Moran Rani
School of Psychological Sciences, Tel Aviv University, Ramat Aviv, POB 39040, Tel-Aviv, 69978, Israel,
Psychon Bull Rev. 2015 Feb;22(1):38-53. doi: 10.3758/s13423-014-0669-3.
The issue of optimal performance in speeded two-choice tasks has played a substantial role in the development and evaluation of decision making theories. For difficulty-homogeneous environments, the means to achieve optimality are prescribed by the sequential probability ratio test (SPRT), or equivalently, by the drift diffusion model (DDM). Biases in the external environments are easily accommodated into these models by adopting a prior integration bias. However, for difficulty-heterogeneous environments, the issue is more elusive. I show that in such cases, the SPRT and the DDM are no longer equivalent and both are suboptimal. Optimality is achieved by a diffusion-like accumulation of evidence while adjusting the choice thresholds during the time course of a trial. In the second part of the paper, assuming that decisions are made according to the popular DDM, I show that optimal performance in biased environments mandates incorporating a dynamic-bias component (a shift in the drift threshold) in addition to the prior bias (a shift in the starting point) into the model. These conclusions support a conjecture by Hanks, Mazurek, Kiani, Hopp, and Shadlen, (The Journal of Neuroscience, 31(17), 6339-6352, 2011) and contradict a recent attempt to refute this conjecture by arguing that optimality is achieved with the aid of prior bias alone (van Ravenzwaaij et al., 2012). The psychological plausibility of such "mathematically optimal" strategies is discussed. The current paper contributes to the ongoing effort to understand optimal behavior in biased and heterogeneous environments and corrects prior conclusions with respect to optimality in such conditions.

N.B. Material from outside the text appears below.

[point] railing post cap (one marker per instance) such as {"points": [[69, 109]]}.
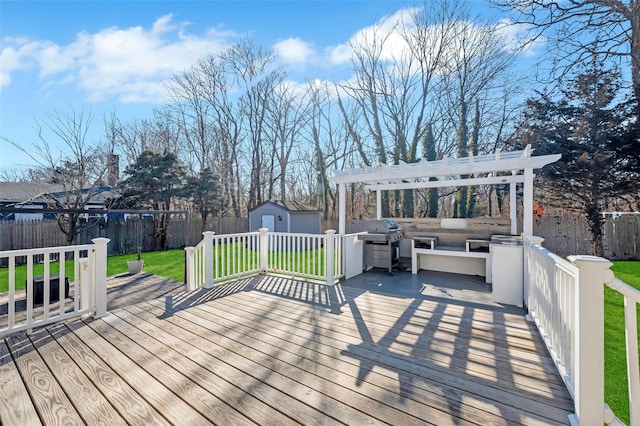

在限时二选一任务中的最优表现问题,在决策理论的发展和评估中发挥了重要作用。对于难度均匀的环境,实现最优性的方法由序贯概率比检验(SPRT)规定,或者等效地,由漂移扩散模型(DDM)规定。通过采用先验整合偏差,外部环境中的偏差很容易纳入这些模型。然而,对于难度异质的环境,问题更加难以捉摸。我表明,在这种情况下,SPRT和DDM不再等效,并且两者都是次优的。最优性是通过类似扩散的证据积累来实现的,同时在试验过程中调整选择阈值。在本文的第二部分,假设决策是根据流行的DDM做出的,我表明在有偏差的环境中实现最优表现要求除了先验偏差(起点的偏移)之外,还将动态偏差成分(漂移阈值的偏移)纳入模型。这些结论支持了汉克斯、马祖雷克、基亚尼、霍普和沙德伦的猜想(《神经科学杂志》,31(17),6339 - 6352,2011),并与最近试图反驳这一猜想的观点相矛盾,后者认为仅借助先验偏差就能实现最优性(范·拉文兹瓦伊等,2012)。讨论了这种“数学上最优”策略的心理合理性。本文有助于正在进行的理解有偏差和异质环境中最优行为的努力,并纠正了关于此类条件下最优性的先前结论。